“He was a canny, canny Scot, although brought up in America. Only for the times when his mother would take him back to Aberdeen with my Katherine for long visits, he never saw Scotland, but what’s in the blood holds fast through life. He was a canny Scot. It takes a time for letters to go and come, and in those days longer than now, when in two weeks one may reach the other side. The reply came as speedily as those days would admit, and it was carefully considered. Ah, Peter was a clever man to bring about his own way. Never a word did he say about forgiveness. It was as if no breach had ever been, but one thing I noticed that she thought must be only an omission, because of the more important things that crowded it out. It was that never once did he mention me any more than if I had never existed. He said he would send her a certain sum of money––and it was a generous one, that is but just to admit––if when she received it she would take another sum, which he would also send, and return to them. He said his home was hers forever if she wished, and that he loved her, and had never had other feeling for her than love. Upon this letter came a long time of pleading with me––and I was ever soft––with her. She won her way.

“‘We will both go, Larry, dear,’ she said. ‘I know he forgot to say you might come, too. If he loves me as he says, he would not break my heart by leaving you out.’

“‘He sends only enough for one––for you,’ I said.

“‘Yes, but he thinks you have enough to come by yourself. He thinks you would not accept it––and would not insult you by sending more.’

“‘He insults me by sending enough for you, dear. If I 231 have it for me, I have it for you––most of all for you, or I’m no true man. If I have none for you––then we have none.’
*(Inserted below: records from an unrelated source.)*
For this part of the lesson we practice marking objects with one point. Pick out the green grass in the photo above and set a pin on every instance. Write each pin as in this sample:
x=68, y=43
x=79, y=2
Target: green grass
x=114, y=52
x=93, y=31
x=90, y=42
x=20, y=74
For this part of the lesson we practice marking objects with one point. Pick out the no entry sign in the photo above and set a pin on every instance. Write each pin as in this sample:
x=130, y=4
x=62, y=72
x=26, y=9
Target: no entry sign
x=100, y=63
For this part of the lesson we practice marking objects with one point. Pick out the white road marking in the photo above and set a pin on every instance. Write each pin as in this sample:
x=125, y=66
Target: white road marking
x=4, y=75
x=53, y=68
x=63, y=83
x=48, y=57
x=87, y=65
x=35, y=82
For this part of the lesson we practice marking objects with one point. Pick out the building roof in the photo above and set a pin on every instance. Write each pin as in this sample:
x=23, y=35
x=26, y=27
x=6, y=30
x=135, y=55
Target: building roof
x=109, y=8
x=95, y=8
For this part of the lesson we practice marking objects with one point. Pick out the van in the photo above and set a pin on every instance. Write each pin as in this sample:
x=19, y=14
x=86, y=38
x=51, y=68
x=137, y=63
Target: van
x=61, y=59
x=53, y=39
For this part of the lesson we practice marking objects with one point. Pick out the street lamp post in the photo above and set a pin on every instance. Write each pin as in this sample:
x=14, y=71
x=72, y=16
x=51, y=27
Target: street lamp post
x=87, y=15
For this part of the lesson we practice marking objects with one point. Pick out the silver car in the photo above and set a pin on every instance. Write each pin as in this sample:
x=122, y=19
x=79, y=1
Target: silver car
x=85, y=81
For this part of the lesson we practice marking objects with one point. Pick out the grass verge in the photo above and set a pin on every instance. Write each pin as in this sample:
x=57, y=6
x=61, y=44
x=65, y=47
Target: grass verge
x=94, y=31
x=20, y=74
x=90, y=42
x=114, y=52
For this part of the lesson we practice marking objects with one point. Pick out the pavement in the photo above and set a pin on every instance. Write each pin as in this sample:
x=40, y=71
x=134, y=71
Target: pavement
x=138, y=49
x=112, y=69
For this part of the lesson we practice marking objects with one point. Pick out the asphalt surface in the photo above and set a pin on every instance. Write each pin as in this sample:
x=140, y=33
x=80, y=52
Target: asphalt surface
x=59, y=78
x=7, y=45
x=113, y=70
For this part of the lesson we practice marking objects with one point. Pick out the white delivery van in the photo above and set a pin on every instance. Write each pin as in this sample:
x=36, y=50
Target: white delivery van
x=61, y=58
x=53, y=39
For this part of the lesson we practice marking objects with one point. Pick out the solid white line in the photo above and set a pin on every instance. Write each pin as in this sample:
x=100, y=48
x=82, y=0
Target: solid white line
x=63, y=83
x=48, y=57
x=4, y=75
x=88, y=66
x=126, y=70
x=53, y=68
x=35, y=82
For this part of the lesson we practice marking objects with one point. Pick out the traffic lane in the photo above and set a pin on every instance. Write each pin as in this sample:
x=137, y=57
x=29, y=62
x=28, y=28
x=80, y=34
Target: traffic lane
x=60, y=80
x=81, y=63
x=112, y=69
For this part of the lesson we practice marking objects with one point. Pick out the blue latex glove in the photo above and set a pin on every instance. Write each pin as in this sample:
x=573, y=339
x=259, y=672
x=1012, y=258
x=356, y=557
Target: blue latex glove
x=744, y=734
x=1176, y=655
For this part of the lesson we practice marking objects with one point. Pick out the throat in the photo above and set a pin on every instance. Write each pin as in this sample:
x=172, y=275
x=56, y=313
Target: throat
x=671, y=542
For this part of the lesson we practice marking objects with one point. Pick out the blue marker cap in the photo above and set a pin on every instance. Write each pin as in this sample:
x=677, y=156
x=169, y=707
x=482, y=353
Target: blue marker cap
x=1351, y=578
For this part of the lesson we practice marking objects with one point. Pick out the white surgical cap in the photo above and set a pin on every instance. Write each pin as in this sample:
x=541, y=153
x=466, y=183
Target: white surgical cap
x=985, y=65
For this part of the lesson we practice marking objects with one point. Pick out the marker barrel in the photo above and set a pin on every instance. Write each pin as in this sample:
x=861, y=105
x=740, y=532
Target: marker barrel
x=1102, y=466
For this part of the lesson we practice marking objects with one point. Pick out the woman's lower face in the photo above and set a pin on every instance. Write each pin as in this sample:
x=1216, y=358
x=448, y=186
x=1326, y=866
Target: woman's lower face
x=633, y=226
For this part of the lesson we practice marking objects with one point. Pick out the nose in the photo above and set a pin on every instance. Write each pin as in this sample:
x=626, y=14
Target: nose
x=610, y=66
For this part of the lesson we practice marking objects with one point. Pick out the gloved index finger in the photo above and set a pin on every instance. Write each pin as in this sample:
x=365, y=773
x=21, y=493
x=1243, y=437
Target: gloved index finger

“‘Larry, for love of me, let me go––for the gulf between my twin brother and me will never be passed until I go to him.’ And this was true enough. ‘I will make them love you. Hester loves you now. She will help me.’ Hester was the sweet wife of her brother. So she clung to me, and her hands touched me and caressed me––lad, I feel them now. I put her on the boat, and the money he sent relieved the suffering around me, and I gave thanks with a sore heart. It was for them, our own peasantry, and for her, I parted with her then, but as soon as I could I sold my little holding near my grandfather’s house to an Englishman who had long wanted it, and when it was parted with, I took the money and delayed not a day to follow her.

“I wrote to her, telling her when and where to meet me in the little town of Leauvite, and it was on the bluff over the river. I went to a home I knew there––where they thought well of me––I think. In the evening I walked up the long path, and there under the oak trees at the top where we had been used to sit, I waited. She came to me, walking in the golden light. It was spring. The whip-poor-wills called and replied to each other from the woods. A mourning dove spoke to its mate among the thick trees, low and sad, but it is only their way. I was glad, and so were they.

“I held her in my arms, and the river sang to us. She told me all over again the love in her heart for me, as she used to tell it. Lad! There is only one theme in the world that is worth telling. There is only one song in the 232 universe that is worth singing, and when your heart has once sung it aright, you will never sing another. The air was soft and sweet around us, and we stayed until a town clock struck twelve; then I took her back, and, as she was not strong, part of the way I carried her in my arms. I left her at her brother’s door, and she went into the shadows there, and I was left outside,––all but my heart. She had been home so short a time––her brother was not yet reconciled, but she said she knew he would be. For me, I vowed I would make money enough to give her a home that would shame him for the poverty of his own––his, which he thought the finest in the town.”

For a long time there was silence, and Larry Kildene sat with his head drooped on his breast. At last he took up the thread where he had left it. “Two days later I stood in the heavy parlor of that house,––I stood there with their old portraits looking down on me, and my heart was filled with ice––ice and fire. I took what they placed in my arms, and it was––my––little son, but it might have been a stone. It weighed like lead in my arms, that ached with its weight. Might I see her? No. Was she gone? Yes. I laid the weight on the pillow held out to me for it, and turned away. Then Hester came and laid her hand on my arm, but my flesh was numb. I could not feel her touch.

“‘Give him to me, Larry,’ she was saying. ‘I will love him like my own, and he will be a brother to my little son.’ And I gave him into her arms, although I knew even then that he would be brought up to know nothing of his father, as if I had never lived. I gave him into her arms because he had no mother and his father’s heart had gone out of him. I gave him into her arms, because I felt it was all I 233 could do to let his mother have the comfort of knowing that he was not adrift with me––if they do know where she is. For her sake most of all and for the lad’s sake I left him there.